Intuitivement, il semble logique que le créancier qui n'a pas déclaré créance ne retrouve pas ses droits de poursuite, dans le cas où, par exception, il les retrouverait s'il avait déclaré créance.

Ce n'est pas ce qui est jugé en cas de fraude Cass com 26 juin 2019 n°17-31236. Et exclusivement en cas de fraude. "aux termes de l'article L. 643-11, IV, du code de commerce, en cas de fraude à l'égard d'un ou plusieurs créanciers, le tribunal autorise la reprise des actions individuelles de tout créancier contre le débiteur ; que, selon l'article L. 643-11, V, alinéa 2, du même code, les créanciers qui recouvrent l'exercice individuel de leurs actions et dont les créances n'ont pas été vérifiées peuvent le mettre en oeuvre dans les conditions du droit commun ; qu'il résulte de la combinaison de ces textes, qui ne comportent aucune restriction, que même un créancier n'ayant pas déclaré sa créance est autorisé, en cas de fraude, à reprendre ses actions individuelles"

Ce qui est parfaitement légitime, puisqu'en l'espèce, en raison de la fraude, le créancier n'avait pas été en mesure de déclarer créance.

La transposition du raisonnement par exemple à la caution qui a payé, soit qui n'a pas déclaré créance, soit qui a payé un créancier qui n'avait pas déclaré créance, est totalement hasardeuse.

Il est vrai que les exceptions à l'absence de reprise des poursuites bénéficient aux "créanciers" et qu'un créancier qui n'a pas déclaré créance reste "créancier", mais il serait choquant qu'un créancier qui a négligé, de son fait, de faire valoir ses droits pendant la procédure collective puisse ressurgir après (sans évoquer les questions de prescriptions, puisque la déclaration de créance interrompt la prescription et a contrario la prescription continue à courir en l'absence de déclaration de créance, de sorte qu'il y a de fortes chances qu'à la clôture de la liquidation la créance soit prescrite)

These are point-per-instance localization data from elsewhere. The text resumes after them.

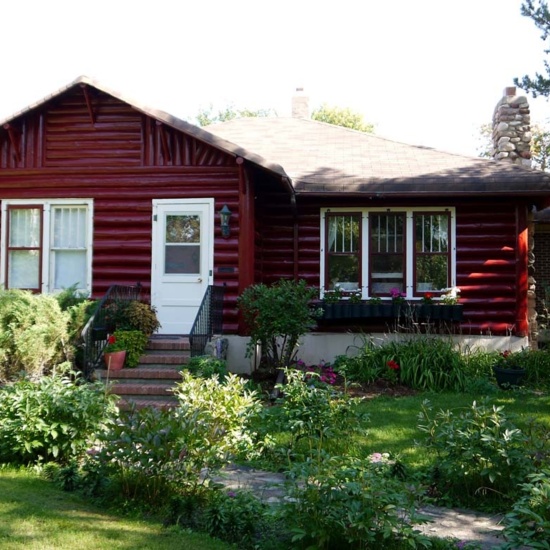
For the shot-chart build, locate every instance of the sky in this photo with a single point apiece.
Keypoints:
(425, 72)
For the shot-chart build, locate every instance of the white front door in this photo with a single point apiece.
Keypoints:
(183, 257)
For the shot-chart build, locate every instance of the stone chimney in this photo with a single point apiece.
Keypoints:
(300, 104)
(512, 129)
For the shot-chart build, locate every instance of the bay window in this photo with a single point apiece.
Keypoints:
(46, 245)
(379, 251)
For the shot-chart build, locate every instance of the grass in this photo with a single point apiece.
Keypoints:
(38, 516)
(392, 425)
(393, 421)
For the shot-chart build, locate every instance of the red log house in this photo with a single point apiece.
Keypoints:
(97, 189)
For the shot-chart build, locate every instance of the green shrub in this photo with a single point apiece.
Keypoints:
(314, 413)
(205, 366)
(480, 452)
(528, 523)
(52, 419)
(344, 503)
(277, 316)
(149, 455)
(131, 315)
(33, 334)
(134, 343)
(236, 517)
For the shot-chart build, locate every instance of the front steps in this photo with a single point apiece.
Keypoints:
(151, 382)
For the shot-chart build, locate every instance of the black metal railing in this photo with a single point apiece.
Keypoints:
(209, 320)
(102, 322)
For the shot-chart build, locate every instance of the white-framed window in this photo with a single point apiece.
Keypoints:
(46, 245)
(380, 250)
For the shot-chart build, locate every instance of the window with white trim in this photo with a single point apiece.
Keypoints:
(46, 245)
(375, 251)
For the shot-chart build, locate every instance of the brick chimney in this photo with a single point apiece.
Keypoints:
(512, 129)
(300, 104)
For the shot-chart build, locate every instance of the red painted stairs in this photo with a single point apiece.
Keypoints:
(151, 382)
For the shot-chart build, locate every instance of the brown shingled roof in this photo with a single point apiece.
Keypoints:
(323, 158)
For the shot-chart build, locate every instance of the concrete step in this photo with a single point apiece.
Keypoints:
(151, 382)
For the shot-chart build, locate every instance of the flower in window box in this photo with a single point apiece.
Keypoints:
(113, 345)
(451, 296)
(397, 295)
(428, 298)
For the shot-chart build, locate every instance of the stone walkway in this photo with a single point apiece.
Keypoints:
(462, 525)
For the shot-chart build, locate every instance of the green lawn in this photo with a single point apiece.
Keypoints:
(392, 425)
(35, 515)
(393, 421)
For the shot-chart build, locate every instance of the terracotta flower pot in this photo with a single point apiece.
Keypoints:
(506, 378)
(115, 360)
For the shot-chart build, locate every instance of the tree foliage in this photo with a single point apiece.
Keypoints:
(342, 116)
(538, 11)
(208, 116)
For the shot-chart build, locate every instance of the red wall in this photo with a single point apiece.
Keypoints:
(123, 160)
(487, 256)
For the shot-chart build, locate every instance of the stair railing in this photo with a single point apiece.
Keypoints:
(209, 320)
(101, 324)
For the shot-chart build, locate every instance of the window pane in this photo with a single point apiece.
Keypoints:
(183, 229)
(23, 269)
(69, 269)
(432, 232)
(24, 227)
(343, 233)
(343, 270)
(69, 229)
(387, 231)
(432, 272)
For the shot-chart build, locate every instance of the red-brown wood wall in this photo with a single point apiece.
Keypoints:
(123, 160)
(487, 256)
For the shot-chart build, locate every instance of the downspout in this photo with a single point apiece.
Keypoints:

La Cour de Cassation a ainsi écarté l'action de la caution qui a payé, dès lors soit qu'elle n'a pas déclaré créance si elle exerce son recours avant paiement, soit que le créancier a lui même n'avait pas déclaré créance déclaré si elle exerce son recours subrogatoire Cass com 12 mai 2009 n°08-13430 (mais il est vrai que cet arrêt est rendu sous l'empire du texte ancien qui prévoyait que les créances non déclarées sont éteintes)

La procédure à suivre pour reprendre les poursuites:

La reprise des poursuites n'est évidemment possible que dans les limites de la prescription (voir le mot pour l'interruption de la prescription durant la procédure collective)

La procédure doit être respectée, et le fait que le liquidateur ait pu, alors même que sa fonction avait pris fin, verser un acompte ne vaut pas reconnaissance de l'exigibilité de la créance et renonciation à ce que la procédure devant le Président du Tribunal soit exécutée (CE 13 février 2019 n°401752)

Le texte (article L643-11 du code de commerce) distingue deux cas, étant précisé qu'en cas de fraude il convient préalablement que le Tribunal de la procédure collective autorise la reprise des poursuites.

- le créanciers dont la créance a été admise au passif :

Deux sous-cas sont encore à distinguer.

Si le créancier ne dispose pas d'un titre exécutoire, il doit obtenir du président du tribunal qui était en charge de la procédure de liquidation une ordonnance lui accordant ce titre. L'article R643-20 précise que la caution subrogée peut, elle aussi, obtenir un titre exécutoire dans les mêmes conditions. 

Si le créancier dispose déjà d'un titre exécutoire, il doit saisir le président aux fins qu'il rende une ordonnance jugeant que les conditions de la reprise des poursuites sont remplies (L643-11).

Il convient de préciser ici qu'il est admis communément que l'admission au passif ne constitue pas un titre exécutoire (voir vérification des créances), mais évidement le créancier peut être porteur d'un titre exécutoire (par exemple un jugement de condamnation et n'a donc pas dans ce cas à solliciter une nouvelle condamnation du débiteur Cass com 29 avril 2014 n°13-10766 )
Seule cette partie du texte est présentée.